The Two-Unit system was created specifically to provide political space to the ethnic and linguistic aspirations of the eastern province, but tensions remains further stoked, in part by Indian sponsored seditious activities by Awami League leaders. An increasing realization developed among all parties that the union was proving to be unnatural. However, the Awami League was infested with Indian-sponsored politicians, who not only worked towards an independent Bangladesh, but conspired for a breakup of Pakistan into many provinces.
This conspiracy was uncovered by the ISI and became known as the Agartala Conspiracy Case. In 2010, Shaukat Ali, the surviving conspirator and Deputy Speaker of the Bangladesh Parliament, confessed proudly on record, at a point of order in Bangladesh parliament, that the charges read out to them during Agartala conspiracy case were accurate, stating that he along with Sheikh Mujib were a part of the ‘Shangram Parishad’ (Action Committee) for the secession of East Pakistan.

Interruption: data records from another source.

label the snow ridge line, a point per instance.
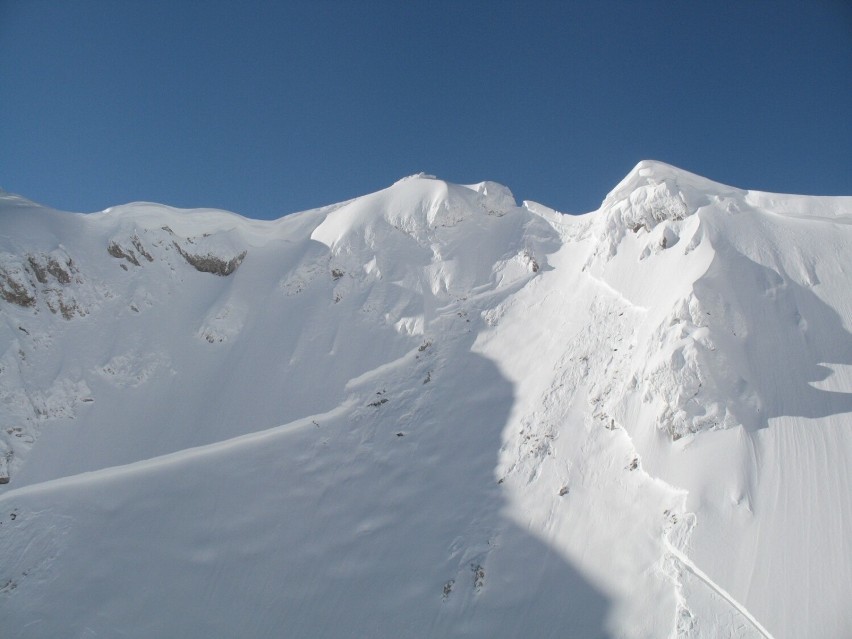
(687, 563)
(175, 457)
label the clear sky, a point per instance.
(265, 108)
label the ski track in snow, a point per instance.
(687, 563)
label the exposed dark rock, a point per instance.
(211, 263)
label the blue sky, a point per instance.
(265, 108)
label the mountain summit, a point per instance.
(430, 412)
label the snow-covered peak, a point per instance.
(414, 400)
(418, 207)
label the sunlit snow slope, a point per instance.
(430, 412)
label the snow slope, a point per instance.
(430, 412)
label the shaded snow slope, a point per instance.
(430, 412)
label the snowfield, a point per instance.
(430, 412)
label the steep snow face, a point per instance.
(430, 411)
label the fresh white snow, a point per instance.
(430, 412)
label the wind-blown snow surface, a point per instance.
(430, 412)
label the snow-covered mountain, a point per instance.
(430, 412)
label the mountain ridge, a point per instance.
(613, 424)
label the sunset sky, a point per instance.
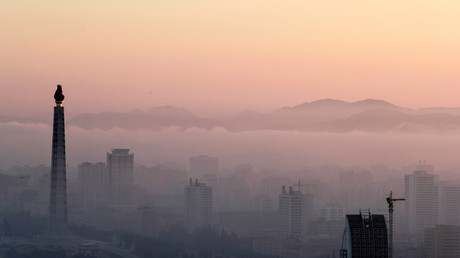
(226, 56)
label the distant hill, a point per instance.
(325, 115)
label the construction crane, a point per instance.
(390, 201)
(311, 187)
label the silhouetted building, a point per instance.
(203, 165)
(58, 185)
(295, 211)
(120, 165)
(198, 205)
(365, 236)
(443, 241)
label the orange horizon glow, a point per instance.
(227, 55)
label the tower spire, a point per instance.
(58, 184)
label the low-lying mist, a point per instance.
(287, 150)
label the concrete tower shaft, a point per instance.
(58, 184)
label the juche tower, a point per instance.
(58, 184)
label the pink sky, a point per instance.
(215, 56)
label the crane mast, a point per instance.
(390, 201)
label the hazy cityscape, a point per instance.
(228, 129)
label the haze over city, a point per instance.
(229, 128)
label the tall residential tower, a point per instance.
(120, 165)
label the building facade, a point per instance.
(198, 205)
(365, 236)
(421, 205)
(203, 165)
(295, 211)
(120, 165)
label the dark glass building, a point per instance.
(365, 235)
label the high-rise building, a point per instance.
(365, 236)
(449, 203)
(421, 205)
(58, 184)
(93, 181)
(198, 205)
(203, 165)
(120, 165)
(295, 211)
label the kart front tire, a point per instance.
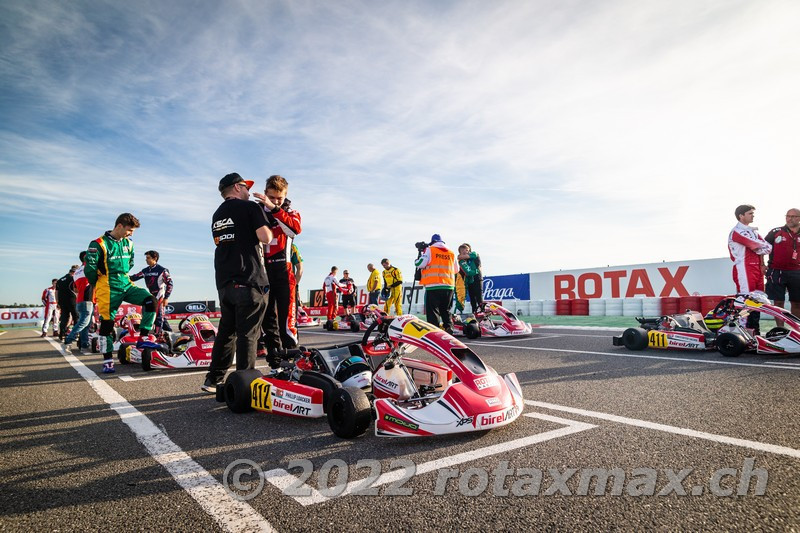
(237, 390)
(731, 344)
(472, 330)
(776, 333)
(349, 413)
(635, 339)
(124, 353)
(147, 356)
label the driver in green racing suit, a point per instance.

Henry Kissinger, the former US Secretary of State, in the December 2016 issue of ‘The Atlantic,’ told Jeffrey Goldberg, in a fairly exhaustive interview, that he and Nixon had already reached a deal with President Yahya Khan in November 1971, where Pakistan would grant independence to Bangladesh in March 1972.
From the very beginning, not only the founding fathers of Pakistan, leaders of the Pakistan Movement, politicians of the All India Muslim League, even leaders of Bengal Provincial Muslim League (later Awami League) leadership never considered Bengal as an integral part of Pakistan. It was a union of convenience, that provided no strategic advantage to West Pakistan, and was created specifically to support and benefit the Muslim population of East Bengal, against religious domination of Hindu political forces of India.
Hence, on the 16th of December each year, though we may regret the tragic end to the union of East Pakistan with West Pakistan, we must not mourn this date as the breakup of Pakistan, for Pakistan survives.
Through ups and the downs, trials and tribulations, war and unrest the Pakistan of Iqbal, the Pakistan of Chaudhry Rehmat Ali and the Pakistan of Quaid-e-Azam Muhammad Ali Jinnah is alive and well.